CBC reports, “After years of discussion and waiting, Saint John has finally given the green light to a new drinking water treatment system. Councillors voted to accept the public-private partnership Friday [Nov. 6] evening….The federal government and the province will each pay one quarter of the $229.2 million budget. The other half will be paid off by city residents over the first 30 years of the project. That money will be paid to the winning construction consortium, Port City Water Partners. It is made up of nine private partners, including two Irving construction companies, FCC Construction and Gulf Operators.”
The consortium that won the bid involves New York-based Brookfield Financial Corp., a global investment bank, leading the consortium and Spain’s Acciona Agua will focus on water treatment facilities.

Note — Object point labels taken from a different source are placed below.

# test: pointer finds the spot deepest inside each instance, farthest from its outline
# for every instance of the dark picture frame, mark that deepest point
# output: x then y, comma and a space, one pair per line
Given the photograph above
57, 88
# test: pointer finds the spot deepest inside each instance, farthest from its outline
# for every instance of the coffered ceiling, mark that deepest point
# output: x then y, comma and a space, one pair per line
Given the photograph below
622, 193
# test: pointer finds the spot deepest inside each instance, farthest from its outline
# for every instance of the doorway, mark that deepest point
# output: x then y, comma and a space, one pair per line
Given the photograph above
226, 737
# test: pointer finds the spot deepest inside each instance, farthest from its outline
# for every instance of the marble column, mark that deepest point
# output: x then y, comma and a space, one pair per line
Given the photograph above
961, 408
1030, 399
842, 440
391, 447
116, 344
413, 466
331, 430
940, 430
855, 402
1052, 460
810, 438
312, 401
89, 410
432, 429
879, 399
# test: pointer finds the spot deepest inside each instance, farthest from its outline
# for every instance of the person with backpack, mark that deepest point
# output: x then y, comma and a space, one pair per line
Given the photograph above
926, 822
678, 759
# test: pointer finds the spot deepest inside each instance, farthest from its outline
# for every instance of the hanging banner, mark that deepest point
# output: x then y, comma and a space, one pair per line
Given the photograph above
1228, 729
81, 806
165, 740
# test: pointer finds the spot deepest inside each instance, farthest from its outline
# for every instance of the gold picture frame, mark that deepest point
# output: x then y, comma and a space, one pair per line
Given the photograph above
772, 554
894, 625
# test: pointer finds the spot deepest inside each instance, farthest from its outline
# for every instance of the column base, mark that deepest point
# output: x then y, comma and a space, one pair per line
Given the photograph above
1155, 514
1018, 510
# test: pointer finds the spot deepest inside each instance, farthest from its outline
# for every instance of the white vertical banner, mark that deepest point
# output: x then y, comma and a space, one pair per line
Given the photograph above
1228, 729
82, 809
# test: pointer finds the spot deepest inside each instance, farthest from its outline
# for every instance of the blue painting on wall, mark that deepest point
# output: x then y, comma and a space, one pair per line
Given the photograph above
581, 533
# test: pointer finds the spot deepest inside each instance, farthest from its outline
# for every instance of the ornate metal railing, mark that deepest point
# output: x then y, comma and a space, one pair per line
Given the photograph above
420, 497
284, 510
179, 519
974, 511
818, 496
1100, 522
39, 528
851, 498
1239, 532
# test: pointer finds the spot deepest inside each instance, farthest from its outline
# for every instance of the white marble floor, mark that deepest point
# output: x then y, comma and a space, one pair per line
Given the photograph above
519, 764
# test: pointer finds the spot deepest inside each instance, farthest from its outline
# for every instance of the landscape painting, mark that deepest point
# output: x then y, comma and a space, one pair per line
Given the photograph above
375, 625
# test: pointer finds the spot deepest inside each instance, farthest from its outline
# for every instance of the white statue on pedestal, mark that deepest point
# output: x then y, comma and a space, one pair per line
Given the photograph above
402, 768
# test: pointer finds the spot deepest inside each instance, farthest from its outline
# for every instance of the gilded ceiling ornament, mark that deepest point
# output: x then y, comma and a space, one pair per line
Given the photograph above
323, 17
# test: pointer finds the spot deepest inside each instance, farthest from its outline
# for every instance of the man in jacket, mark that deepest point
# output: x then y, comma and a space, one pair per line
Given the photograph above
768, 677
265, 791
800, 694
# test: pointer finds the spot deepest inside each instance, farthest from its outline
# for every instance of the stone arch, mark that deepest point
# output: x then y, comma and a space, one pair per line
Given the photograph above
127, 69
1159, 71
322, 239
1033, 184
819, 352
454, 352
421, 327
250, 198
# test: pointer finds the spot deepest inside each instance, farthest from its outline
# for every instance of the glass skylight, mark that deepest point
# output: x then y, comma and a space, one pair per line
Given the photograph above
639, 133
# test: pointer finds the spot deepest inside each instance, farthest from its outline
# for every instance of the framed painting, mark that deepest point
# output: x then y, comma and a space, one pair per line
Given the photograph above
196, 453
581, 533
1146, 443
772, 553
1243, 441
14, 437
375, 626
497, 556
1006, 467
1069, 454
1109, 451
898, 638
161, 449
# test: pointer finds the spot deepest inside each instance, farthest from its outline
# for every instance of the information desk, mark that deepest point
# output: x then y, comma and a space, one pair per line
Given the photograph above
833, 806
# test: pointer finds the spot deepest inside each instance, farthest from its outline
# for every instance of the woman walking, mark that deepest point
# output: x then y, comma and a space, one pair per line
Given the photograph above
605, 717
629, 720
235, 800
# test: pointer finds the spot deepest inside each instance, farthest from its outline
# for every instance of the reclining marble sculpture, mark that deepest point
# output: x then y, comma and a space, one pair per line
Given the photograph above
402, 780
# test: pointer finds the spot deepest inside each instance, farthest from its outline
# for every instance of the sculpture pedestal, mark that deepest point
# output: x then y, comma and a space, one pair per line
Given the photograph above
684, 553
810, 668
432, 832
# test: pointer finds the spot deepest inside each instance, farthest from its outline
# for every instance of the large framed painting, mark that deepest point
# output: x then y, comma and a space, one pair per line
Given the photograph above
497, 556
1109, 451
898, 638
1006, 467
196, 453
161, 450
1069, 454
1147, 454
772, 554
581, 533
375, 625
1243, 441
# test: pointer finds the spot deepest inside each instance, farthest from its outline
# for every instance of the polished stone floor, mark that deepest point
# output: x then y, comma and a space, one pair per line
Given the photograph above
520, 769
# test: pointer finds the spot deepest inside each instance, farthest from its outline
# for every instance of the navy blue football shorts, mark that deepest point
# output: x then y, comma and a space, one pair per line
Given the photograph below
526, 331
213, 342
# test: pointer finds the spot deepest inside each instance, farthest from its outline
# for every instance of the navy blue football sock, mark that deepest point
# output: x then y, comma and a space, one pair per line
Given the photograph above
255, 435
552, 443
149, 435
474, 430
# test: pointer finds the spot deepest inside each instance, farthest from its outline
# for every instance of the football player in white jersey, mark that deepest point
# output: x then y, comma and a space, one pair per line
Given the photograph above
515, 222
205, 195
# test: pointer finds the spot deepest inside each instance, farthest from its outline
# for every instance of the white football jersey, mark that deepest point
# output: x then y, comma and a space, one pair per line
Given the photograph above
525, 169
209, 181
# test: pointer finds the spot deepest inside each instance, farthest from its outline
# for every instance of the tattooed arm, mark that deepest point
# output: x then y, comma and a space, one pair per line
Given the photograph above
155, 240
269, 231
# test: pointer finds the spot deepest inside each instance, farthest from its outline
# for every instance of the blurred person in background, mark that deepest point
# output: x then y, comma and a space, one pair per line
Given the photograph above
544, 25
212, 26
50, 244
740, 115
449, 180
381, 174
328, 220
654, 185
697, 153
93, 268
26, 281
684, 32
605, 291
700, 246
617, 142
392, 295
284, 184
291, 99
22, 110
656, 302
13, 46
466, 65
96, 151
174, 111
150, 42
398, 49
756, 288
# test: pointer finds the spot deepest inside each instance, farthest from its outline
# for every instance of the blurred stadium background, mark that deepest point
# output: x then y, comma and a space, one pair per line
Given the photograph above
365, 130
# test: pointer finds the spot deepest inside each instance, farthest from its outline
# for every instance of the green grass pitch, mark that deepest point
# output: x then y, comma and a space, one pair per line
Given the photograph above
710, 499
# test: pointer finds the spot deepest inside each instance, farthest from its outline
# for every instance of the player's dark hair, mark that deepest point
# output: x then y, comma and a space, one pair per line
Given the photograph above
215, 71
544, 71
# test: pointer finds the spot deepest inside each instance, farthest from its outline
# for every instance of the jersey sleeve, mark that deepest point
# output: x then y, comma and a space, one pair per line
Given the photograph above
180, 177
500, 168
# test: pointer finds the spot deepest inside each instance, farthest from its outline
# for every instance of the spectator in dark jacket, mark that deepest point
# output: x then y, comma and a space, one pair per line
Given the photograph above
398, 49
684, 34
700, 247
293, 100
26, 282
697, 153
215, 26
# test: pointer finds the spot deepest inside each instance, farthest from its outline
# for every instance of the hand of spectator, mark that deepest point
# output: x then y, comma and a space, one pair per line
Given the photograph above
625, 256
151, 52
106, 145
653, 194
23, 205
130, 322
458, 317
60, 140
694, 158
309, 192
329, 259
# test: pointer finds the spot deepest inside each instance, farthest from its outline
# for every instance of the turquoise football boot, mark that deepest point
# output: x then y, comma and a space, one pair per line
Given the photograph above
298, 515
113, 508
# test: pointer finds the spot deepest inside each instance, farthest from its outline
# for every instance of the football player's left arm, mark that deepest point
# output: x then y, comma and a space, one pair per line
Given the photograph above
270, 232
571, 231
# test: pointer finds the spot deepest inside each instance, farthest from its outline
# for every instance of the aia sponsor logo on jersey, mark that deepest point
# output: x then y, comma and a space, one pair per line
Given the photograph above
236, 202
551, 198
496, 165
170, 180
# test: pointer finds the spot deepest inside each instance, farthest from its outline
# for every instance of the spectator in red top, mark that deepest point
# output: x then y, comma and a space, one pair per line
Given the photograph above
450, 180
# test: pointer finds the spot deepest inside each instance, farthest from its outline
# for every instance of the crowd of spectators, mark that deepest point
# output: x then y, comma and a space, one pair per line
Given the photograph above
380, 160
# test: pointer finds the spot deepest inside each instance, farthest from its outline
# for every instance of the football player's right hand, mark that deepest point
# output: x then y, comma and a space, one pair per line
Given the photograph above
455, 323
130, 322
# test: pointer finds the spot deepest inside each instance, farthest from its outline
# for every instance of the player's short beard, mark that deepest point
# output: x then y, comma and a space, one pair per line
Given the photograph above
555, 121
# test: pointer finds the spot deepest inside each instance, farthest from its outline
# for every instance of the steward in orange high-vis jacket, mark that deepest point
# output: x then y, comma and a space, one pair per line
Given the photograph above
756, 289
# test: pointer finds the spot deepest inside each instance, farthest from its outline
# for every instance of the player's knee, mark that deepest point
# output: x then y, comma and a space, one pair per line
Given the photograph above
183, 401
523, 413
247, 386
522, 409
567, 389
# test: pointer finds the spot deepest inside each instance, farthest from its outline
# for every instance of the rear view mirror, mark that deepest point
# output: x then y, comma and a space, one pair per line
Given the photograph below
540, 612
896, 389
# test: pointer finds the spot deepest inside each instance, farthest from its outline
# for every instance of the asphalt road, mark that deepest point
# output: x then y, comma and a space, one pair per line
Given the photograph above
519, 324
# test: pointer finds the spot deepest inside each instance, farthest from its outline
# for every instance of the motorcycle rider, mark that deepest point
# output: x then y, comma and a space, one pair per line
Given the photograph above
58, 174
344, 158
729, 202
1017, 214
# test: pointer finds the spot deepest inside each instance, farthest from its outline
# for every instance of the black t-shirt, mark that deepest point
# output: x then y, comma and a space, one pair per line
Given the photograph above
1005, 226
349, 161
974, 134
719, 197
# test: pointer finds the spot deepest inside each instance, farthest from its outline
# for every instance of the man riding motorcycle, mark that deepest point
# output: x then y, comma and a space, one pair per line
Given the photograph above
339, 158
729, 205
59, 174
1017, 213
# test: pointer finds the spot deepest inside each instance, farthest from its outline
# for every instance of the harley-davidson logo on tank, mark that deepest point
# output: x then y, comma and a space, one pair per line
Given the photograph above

Other companies involved in the consortium are: North America Construction Ltd., AMEC Environment and Infrastructure, engineering company Dessau Inc., Quebec’s Simo Management Inc. and FCC Construction and Gulf Operators.
Acciona Agua describes itself as, “a leader in the water treatment sector with the ability to design, construct and operate drinking water treatment plants, residual purification plants, tertiary treatment plants for re-use and reverse-osmosis desalination plants.”
It is possible that the Madrid-based company could invoke the investor-state dispute settlement (ISDS) provision in the Canada-European Union Comprehensive Economic and Trade Agreement (CETA), should it be ratified, if Saint John were to decide in the future to make their drinking water utility fully public. Just last month, the European Water Movement outlined their concerns about CETA in relation to water.
They concluded, “Canadian and European companies in the water sector are subsidiaries of the same multinational companies (such as Veolia, Nestlé, Suez or Coca-Cola). CETA and TTIP offer these multinationals a great opportunity to get their hands on water and water-related services, to the detriment of people living on both sides of the Atlantic.”
On March 25, 2013, Saint John city council voted 7-1 to proceed with the P3 route.
In February 2013, the Council of Canadians Saint John chapter had organized a teach-in opposed to the proposed P3 for their water system. In March 2013, the chapter called on city council to seek an independent study on P3s and to delay its plans to apply to a federal P3 fund. In May 2013, the chapter organized a public meeting featuring the retired commissioner for Saint John Water who said the P3 would cost the city more in the long term and would lead to a lack of accountability and transparency in decision-making. The retired commissioner estimated the city would pay $35 million more for the project than it would under a traditional tender.
Our opposition to a P3 in Saint John goes even farther back. In October 2009, the Telegraph Journal reported, “[Council of Canadians] water campaigner Meera Karunananthan said P3s are simply forms of privatization, arguing Saint John should not allow private companies to finance, own or operate water or wastewater services.”
The P3 water utility is scheduled to be in operation by the end of 2018.